Pictures of mass meditation courtesy of Big Calm
Start practicing a meditation and mindfulness
Of course, getting started is always the hardest part. Here are Israel’s top tips for starting regular meditation practice and promising to do daily digital detox to help open your mind, body and creative soul.
1. Find a meditation teacher, course, or application.
Israel believes that the best way to start a continuous meditation practice is to be trained by someone who can teach you how to do it. But if this is not realistic for you, he suggests using an app, e.g. 1 monster mind, Calm down, Or Headspace. Otherwise playlists, e.g. Mind massage, Good resources too.
2. Commit to meditating every morning for a month.
It’s all about making a habit. Go with a teacher or app that clicks with you (you may have to try something to get started), and then promise to meditate for 10 minutes every morning for a month. “It may seem like a long time to start, but those 10 minutes will greatly affect the remaining 23 hours and 50 minutes of your day,” he says.
3. Put your phone in airplane mode when you go to sleep.
This is a suggestion for everyone, but he especially likes to offer traveling musicians. When you go to sleep at night, put the phone in airplane mode and do not turn it on again after your morning meditation.
4. Keep your phone out of the bedroom.
Better yet, keep the phone far away from your bed. This can be a little more challenging on the tour, but Israel does not recommend sleeping with the phone in your bedroom and ideally uses an analog alarm clock. “It can change the strength of the house, the quality of your sleep and even the ability to be present with your partner,” he says.
5. Turn off notifications for almost everything.

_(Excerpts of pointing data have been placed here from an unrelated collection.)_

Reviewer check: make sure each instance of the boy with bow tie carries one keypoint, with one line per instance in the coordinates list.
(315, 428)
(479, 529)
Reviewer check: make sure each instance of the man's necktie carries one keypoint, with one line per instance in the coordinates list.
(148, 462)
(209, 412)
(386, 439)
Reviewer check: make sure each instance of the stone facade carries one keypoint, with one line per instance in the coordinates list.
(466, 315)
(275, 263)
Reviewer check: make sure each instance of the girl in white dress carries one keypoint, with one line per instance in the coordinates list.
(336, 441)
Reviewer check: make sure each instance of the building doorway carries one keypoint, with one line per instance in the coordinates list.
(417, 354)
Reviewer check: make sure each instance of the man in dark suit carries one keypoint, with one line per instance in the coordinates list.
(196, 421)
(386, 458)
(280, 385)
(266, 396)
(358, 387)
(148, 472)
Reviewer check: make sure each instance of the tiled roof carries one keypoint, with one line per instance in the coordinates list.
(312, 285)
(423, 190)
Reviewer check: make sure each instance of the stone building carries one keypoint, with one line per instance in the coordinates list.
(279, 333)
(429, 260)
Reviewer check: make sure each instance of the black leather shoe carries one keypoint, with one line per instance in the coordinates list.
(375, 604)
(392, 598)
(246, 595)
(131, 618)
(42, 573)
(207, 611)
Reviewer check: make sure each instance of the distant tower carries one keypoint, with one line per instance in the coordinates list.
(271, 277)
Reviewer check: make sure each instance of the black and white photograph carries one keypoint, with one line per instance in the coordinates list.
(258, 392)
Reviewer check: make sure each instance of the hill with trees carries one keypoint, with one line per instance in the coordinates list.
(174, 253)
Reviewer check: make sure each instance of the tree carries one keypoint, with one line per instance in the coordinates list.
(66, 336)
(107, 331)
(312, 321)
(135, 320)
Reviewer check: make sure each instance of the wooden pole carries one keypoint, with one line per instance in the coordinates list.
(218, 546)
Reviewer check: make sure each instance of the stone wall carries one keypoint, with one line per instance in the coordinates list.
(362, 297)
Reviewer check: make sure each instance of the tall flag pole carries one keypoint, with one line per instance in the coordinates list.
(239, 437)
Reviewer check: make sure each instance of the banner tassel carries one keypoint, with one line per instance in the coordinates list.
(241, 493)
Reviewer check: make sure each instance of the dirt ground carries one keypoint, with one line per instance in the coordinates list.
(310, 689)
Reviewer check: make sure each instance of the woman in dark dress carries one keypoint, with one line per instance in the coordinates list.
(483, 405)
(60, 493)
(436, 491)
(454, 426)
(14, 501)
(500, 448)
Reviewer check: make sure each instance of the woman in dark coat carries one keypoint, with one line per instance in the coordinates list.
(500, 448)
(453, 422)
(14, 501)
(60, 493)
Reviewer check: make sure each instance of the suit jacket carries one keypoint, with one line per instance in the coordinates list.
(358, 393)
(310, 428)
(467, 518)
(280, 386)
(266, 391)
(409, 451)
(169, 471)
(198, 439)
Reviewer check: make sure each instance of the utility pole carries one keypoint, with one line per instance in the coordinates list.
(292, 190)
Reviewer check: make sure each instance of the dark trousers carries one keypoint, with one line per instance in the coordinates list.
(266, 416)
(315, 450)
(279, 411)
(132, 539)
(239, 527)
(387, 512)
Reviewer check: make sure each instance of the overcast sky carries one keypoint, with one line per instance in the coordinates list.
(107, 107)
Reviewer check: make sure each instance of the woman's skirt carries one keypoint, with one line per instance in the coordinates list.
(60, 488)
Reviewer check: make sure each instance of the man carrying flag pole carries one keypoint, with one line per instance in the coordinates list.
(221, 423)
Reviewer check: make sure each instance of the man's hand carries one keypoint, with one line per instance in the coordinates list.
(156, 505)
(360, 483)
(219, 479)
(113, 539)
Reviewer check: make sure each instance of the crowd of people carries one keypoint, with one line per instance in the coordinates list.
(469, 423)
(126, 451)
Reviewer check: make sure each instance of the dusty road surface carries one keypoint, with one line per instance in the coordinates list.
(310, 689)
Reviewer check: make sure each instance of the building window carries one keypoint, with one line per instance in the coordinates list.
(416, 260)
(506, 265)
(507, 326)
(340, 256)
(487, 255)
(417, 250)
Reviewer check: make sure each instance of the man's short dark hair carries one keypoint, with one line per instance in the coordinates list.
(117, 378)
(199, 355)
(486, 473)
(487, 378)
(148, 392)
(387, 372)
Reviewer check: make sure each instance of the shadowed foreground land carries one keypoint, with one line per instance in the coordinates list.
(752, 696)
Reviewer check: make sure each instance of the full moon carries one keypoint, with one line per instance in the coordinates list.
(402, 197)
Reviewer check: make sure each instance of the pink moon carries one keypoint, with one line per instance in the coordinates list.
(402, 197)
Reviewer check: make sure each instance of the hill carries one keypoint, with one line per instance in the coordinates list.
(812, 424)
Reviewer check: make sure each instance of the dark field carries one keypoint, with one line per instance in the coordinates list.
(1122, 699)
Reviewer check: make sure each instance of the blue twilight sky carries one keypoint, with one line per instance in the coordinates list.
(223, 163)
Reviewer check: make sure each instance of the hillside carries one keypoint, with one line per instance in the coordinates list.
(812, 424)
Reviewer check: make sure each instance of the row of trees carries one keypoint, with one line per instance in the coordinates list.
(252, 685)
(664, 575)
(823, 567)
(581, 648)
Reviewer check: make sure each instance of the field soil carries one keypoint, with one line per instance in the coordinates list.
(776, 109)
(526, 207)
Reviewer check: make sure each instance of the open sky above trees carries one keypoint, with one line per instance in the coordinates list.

Nix misleading notifications. “If a musician can limit these to just a few critical apps, it will change their ability to be present, to be creative, to perform, to create music, to connect with their group. It’s a game-changer and I can’t recommend enough, “said Israel.
6. Find time for mini mindful moments …
Even when you are about to go out on stage. Here’s a quick and easy breathing technique for when your nerves will get better than yours: Sit or stand in a chair while keeping your spine straight. Take a deep breath, let the chest and abdomen be completely filled with air. Then, sip in a little more air and hold it for a few seconds before it comes out. Repeat five times.
7. Be present.
Another mindfulness technique is when you notice that you find yourself being distracted, say, a meeting with your label, shifting your focus to your toes, feeling every numbness towards your socks and shoes. “It takes you back into your body. Whenever we are able to reconnect with our body, we will be able to reset in the present moment,” Israel says.
Prioritize time to do nothing.
Outside of meditation, Israel also advises setting a time to do something – not to feel guilty about it. Read a novel, listen to music, take a walk, or just relax in the sun. “These things are so important, and they’re turning into almost lost art,” he says. But at this point artists will often realize their greatest creative potential. Science can even back up this theory, with plenty of evidence showing that a relaxed brain can bring us the best and brightest light-bulb moments.